I found this blog post very interesting; there is much detail but here is the key excerpt:
Over the last few decades – concurrent with the growth of leverage in
the financial system – the business model of most large law firms has
developed into one built on leverage as well. It is just a
leverage which utilizes people rather than borrowed money.
Specifically, since law firms generally bill by the hour (a system
whose demise has been predicted for the near future and, in my opinion, always will be),
firms increase their profitability by increasing the amount billed in
respect of each equity partner. Since there is only so much time in the
day, firms have tended to increase the ratio of attorneys per equity
partner. Without irony, this ratio is known as…"leverage,"
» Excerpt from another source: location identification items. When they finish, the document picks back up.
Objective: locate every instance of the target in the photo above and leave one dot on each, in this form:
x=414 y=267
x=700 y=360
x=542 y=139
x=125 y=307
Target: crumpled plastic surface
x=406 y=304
…Now, in times where there is an easy supply of
this system of leverage works very well for all involved. But when the
flow dries up, the firms are left with high fixed costs to be serviced
– and the more leveraged the firm is, the harder it is to service those costs with reduced revenue. Sound familiar? It should be no surprise that
large law firms have been laying off attorneys in far greater numbers
than in previous downturns, with some doomsayers (whom I hope are less
accurate than their counterparts with respect to the economy generally) predicting additional firm collapses and permanent changes to the firms' business models. (The one saving grace to the law firm model of leverage is that they can "deleverage" far more easily than banks, as banks can't merely fire their "troubled assets.")
As I've already written, "[A] central lesson of this depression will be how many different ways there are to leverage."